GIS coverages of the border region encompassing southwestern New Mexico will play an important role in regional water management and planning. Bob Creel of the New Mexico Water Resources Research Institute (WRRI) will lead an effort that will employ an interdisciplinary team comprising a GIS technician and hydrology, geology and geochemistry investigators to map the region.
The project, partially funded by the U.S. Environmental Protection Agency, will concentrate on the border region of southwestern New Mexico including portions of Luna, Hidalgo, Grant and Catron counties in New Mexico (see study area map). This effort is in response to groundwater quality concerns, especially in light of the area’s total dependence on groundwater for drinking water.
The border region is one of the fastest growing population centers with over 3 million people projected by 2015. Groundwater levels in parts of the region have declined and projected water demand will put additional strain on the area’s scarce water resources. Local, state and federal agencies concur that a better understanding of shared transboundary water resources is needed. The environmental and economic impacts of the North American Free Trade Agreement have provided an additional impetus to monitoring the area’s natural resources.
Information on the region’s water quality and quantity has been gathered by numerous entities over the years for a variety of purposes. The data exist in different formats, differ in degree of resolution and data quality, and often are not readily accessible. The need for aggregation and analysis of existing data is apparent.
The project has six main objectives. First, existing well data from various entities will be evaluated for accuracy and subsequently transposed into a common database format developed for international data transfer. Well data will be collected from sources including the U.S. Geological Survey, New Mexico Environment Department, and the Office of the New Mexico State Engineer. The well data will be incorporated into GIS format and presented on maps of the region.
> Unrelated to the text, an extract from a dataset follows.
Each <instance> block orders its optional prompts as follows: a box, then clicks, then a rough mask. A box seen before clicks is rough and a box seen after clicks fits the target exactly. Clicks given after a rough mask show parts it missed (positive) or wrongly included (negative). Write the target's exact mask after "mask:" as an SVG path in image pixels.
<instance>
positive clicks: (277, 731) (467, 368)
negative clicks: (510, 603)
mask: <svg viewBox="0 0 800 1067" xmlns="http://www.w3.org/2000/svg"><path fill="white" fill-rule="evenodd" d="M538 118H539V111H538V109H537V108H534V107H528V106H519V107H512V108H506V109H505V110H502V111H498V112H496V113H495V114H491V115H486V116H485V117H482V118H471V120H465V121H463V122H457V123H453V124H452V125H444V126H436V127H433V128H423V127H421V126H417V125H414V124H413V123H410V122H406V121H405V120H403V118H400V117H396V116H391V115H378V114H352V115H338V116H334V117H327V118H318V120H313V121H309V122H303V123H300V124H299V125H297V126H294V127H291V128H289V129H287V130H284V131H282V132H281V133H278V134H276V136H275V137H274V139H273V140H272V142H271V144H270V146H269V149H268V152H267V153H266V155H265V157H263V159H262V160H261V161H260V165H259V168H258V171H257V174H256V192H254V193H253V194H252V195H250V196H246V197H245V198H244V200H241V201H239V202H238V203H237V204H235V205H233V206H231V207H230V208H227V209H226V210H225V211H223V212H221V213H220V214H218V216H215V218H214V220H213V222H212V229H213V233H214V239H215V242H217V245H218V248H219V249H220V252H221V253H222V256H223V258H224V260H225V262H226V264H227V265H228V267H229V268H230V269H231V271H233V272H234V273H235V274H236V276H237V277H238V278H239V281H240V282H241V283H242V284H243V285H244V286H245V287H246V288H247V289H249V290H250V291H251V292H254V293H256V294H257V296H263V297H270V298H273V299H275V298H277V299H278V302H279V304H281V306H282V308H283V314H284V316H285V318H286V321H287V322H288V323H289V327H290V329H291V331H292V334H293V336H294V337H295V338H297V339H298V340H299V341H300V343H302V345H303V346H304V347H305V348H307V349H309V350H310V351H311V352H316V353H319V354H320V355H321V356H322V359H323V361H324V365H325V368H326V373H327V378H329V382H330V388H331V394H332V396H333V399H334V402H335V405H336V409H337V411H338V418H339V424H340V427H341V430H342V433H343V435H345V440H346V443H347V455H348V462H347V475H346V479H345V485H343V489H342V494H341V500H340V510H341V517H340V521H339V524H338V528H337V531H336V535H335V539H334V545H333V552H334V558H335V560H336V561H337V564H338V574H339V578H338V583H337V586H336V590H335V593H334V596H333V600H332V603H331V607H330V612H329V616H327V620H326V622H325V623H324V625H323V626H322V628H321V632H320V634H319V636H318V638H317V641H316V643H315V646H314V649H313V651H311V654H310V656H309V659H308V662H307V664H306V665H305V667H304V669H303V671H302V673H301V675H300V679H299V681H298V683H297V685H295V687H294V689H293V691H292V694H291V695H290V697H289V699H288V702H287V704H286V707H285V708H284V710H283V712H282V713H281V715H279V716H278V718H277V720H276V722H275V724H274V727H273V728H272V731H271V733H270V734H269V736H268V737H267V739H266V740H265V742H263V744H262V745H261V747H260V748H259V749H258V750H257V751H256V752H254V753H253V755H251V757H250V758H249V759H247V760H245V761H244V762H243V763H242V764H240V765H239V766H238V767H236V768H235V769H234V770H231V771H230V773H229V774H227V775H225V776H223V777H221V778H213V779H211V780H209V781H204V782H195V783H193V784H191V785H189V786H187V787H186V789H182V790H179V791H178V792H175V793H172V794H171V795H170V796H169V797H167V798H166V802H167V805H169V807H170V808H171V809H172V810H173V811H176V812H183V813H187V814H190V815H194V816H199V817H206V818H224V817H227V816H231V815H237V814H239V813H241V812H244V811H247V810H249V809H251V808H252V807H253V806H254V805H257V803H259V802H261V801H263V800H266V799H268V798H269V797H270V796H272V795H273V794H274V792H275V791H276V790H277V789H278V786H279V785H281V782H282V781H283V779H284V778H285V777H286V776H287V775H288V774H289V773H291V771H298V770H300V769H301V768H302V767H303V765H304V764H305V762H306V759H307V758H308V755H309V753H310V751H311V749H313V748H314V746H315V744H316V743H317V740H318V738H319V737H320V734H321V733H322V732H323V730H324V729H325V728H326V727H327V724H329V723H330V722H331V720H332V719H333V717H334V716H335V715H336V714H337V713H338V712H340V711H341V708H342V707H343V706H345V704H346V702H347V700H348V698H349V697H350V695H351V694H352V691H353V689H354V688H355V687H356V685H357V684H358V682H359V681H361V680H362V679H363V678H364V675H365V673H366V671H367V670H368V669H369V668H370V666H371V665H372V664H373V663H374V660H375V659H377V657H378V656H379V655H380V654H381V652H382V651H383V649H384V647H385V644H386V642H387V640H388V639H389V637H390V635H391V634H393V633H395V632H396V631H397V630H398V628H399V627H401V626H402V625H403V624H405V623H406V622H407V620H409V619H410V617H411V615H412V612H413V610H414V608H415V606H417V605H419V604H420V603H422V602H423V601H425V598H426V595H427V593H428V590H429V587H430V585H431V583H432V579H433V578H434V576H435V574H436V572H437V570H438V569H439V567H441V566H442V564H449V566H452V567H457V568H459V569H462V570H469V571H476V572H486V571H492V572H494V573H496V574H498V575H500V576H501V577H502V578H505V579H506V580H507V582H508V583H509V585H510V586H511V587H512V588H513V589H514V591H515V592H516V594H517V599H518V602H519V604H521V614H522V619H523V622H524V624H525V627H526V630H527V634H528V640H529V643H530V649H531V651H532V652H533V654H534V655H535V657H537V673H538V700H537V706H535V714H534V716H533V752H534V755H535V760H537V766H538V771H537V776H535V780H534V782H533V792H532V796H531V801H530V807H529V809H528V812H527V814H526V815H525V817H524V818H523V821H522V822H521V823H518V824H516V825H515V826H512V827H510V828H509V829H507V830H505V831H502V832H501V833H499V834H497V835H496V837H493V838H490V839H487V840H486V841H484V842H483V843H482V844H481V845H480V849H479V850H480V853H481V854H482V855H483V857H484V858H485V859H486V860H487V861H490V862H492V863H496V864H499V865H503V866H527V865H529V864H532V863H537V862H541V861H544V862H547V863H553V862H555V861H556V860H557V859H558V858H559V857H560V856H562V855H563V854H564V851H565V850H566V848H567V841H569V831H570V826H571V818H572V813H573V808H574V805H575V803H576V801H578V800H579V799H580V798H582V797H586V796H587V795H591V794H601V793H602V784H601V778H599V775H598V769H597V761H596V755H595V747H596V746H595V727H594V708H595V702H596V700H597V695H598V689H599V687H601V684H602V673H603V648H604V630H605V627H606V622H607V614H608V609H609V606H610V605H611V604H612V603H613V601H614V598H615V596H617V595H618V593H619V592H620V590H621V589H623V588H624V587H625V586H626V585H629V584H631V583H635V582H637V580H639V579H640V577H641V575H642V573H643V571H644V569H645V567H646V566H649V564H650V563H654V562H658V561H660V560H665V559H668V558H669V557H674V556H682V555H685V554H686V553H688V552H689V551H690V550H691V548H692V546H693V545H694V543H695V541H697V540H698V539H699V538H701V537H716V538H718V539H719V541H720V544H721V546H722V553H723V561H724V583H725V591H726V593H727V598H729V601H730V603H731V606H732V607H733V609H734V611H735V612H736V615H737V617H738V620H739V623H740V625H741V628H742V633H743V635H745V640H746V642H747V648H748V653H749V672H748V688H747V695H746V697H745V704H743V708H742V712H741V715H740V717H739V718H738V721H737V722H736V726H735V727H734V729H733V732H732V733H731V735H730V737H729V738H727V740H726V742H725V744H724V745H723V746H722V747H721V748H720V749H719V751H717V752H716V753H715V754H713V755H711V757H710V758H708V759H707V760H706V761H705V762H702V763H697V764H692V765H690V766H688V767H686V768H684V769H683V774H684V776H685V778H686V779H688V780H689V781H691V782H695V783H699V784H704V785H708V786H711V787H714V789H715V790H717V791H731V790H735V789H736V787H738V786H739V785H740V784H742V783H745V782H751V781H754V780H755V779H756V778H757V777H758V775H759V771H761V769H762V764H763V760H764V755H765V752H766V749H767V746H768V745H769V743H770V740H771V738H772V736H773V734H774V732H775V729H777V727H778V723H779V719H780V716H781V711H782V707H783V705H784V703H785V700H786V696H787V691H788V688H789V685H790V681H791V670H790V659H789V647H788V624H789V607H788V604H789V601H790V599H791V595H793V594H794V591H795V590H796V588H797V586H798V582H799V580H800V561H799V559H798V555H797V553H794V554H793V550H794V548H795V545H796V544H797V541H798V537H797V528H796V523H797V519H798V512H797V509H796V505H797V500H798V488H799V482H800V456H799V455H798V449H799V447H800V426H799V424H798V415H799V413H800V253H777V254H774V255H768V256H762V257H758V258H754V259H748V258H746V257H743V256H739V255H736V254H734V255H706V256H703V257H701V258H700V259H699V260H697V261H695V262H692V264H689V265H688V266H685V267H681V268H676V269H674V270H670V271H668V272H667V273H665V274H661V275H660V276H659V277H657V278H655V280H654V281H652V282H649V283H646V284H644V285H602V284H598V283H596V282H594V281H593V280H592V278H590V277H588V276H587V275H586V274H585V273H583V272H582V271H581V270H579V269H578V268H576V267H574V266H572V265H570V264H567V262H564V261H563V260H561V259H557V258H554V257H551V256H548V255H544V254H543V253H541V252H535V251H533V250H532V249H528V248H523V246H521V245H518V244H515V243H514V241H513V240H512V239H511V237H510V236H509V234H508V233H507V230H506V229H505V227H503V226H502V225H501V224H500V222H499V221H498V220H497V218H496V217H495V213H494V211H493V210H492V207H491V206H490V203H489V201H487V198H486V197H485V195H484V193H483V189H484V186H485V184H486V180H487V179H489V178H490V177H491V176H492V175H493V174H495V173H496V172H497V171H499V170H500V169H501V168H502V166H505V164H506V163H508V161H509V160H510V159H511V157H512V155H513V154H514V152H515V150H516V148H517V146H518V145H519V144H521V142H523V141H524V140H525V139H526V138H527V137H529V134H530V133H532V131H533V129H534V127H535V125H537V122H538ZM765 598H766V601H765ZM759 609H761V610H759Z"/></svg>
Second, transboundary aquifers will be identified and characterized as to their lateral and vertical extent, saturated thickness, and volume of usable and marginal quality water in storage. Potential recharge zones will be identified and the potential for contamination will be assessed. Investigators will digitize and map the surface extent of the aquifers and other adjacent and/or contributing groundwater aquifers into Arc/Info GIS coverages.
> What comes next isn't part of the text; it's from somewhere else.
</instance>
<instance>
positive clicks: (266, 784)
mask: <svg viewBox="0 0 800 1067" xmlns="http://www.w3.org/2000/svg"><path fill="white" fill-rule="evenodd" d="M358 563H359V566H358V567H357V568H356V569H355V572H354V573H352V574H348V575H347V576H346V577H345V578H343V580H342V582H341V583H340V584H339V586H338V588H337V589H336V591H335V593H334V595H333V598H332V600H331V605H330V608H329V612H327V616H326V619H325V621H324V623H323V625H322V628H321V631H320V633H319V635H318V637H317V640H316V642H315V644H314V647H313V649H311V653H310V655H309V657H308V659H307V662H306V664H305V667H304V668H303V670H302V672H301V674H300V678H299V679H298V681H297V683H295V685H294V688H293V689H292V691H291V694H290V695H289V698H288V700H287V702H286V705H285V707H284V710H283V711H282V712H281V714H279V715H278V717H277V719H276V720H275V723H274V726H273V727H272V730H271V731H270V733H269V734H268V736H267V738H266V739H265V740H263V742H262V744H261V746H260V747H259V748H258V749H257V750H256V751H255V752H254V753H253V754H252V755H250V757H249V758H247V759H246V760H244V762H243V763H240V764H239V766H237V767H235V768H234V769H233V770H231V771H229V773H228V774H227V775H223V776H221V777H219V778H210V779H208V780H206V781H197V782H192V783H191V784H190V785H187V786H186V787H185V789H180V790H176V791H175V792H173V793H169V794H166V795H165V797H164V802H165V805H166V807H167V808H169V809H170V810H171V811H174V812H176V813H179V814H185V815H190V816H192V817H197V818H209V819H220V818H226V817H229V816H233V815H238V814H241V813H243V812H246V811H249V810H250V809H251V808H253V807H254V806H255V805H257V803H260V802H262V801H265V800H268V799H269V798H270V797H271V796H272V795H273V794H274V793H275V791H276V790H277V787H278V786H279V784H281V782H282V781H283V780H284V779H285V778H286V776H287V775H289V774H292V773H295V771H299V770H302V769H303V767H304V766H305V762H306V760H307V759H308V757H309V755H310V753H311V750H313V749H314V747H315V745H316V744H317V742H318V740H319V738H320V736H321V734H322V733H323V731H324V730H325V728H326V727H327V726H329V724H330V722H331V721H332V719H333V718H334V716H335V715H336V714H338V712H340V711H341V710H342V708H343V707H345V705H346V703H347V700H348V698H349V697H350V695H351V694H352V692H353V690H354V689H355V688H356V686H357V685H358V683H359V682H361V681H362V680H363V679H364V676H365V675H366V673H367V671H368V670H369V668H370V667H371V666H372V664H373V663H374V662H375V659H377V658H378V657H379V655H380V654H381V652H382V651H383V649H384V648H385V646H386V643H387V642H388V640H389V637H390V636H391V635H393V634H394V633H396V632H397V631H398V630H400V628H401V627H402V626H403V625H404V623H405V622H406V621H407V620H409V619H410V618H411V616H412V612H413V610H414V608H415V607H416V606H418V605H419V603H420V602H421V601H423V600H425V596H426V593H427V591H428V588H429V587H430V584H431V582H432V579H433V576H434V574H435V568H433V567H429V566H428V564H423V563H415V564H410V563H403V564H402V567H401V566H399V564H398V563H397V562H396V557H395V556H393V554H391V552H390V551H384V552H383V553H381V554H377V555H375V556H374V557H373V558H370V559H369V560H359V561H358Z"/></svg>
Third, existing groundwater quality analyses from federal, state and municipal agencies will be compiled and evaluated for accuracy. Again, this data will be transferred to a common database format. Data on concentrations of dissolved constituents including major cations and anions and other selected trace elements will be compared. The chemical quality of surface and groundwater from adjacent aquifers will be studied for potential interaction. Aquifer susceptibility to nonpoint and point source contamination will be determined. The DRASTIC model will be utilized to produce a natural sensitivity index/map of the aquifers. All existing data will be evaluated for its suitability for groundwater models using a GIS-based analysis to identify areas of weak coverage. A collection/monitoring program will be recommended.
Fourth, the hydrologic interaction of surface and groundwater will be studied. Depth to groundwater and direction of groundwater flow will be determined for each aquifer. Flow models simulating potential pathways for groundwater traverse will be developed. Interaction between aquifers and rivers will be determined along with the potential for transboundary subsurface groundwater flow. Existing river loss and gain studies will be examined to evaluate the groundwater flow direction and the loss and gain of the rivers due to interaction with the surrounding aquifer.
Fifth, pumpage data by type of user (irrigation, municipal, industrial, domestic, and livestock) will be collected and quantified. Pumpage effects on water levels and water quality will be estimated by reviewing the historical record of observation wells. Existing aquifer simulation computer models will be reviewed and recommendations will be made for additional modeling efforts.
Finally, the New Mexico WRRI will coordinate with the International Boundary and Water Commission , U.S. Section, for any data exchange, review and evaluation. A binational data report of officially exchanged data will be prepared. The report will include electronic media database tables, GIS coverages for each aquifer, and corresponding attribute tables, maps, and graphics to illustrate the characteristics of the studied aquifers. A final report to EPA will incorporate all data and provide conclusions and recommendations.
The project commenced in September 1997 and will conclude in 1998. In addition to Bob Creel of the New Mexico WRRI, John Kennedy, GIS coordinator also from the WRRI, Marta Remmenga from New Mexico State University’s Statistics Center, Barry Hibbs, a geologist/geochemist from Cal State, Los Angeles, and John Hawley, retired, from the New Mexico Bureau of Mines and Mineral Resources will participate on the study team.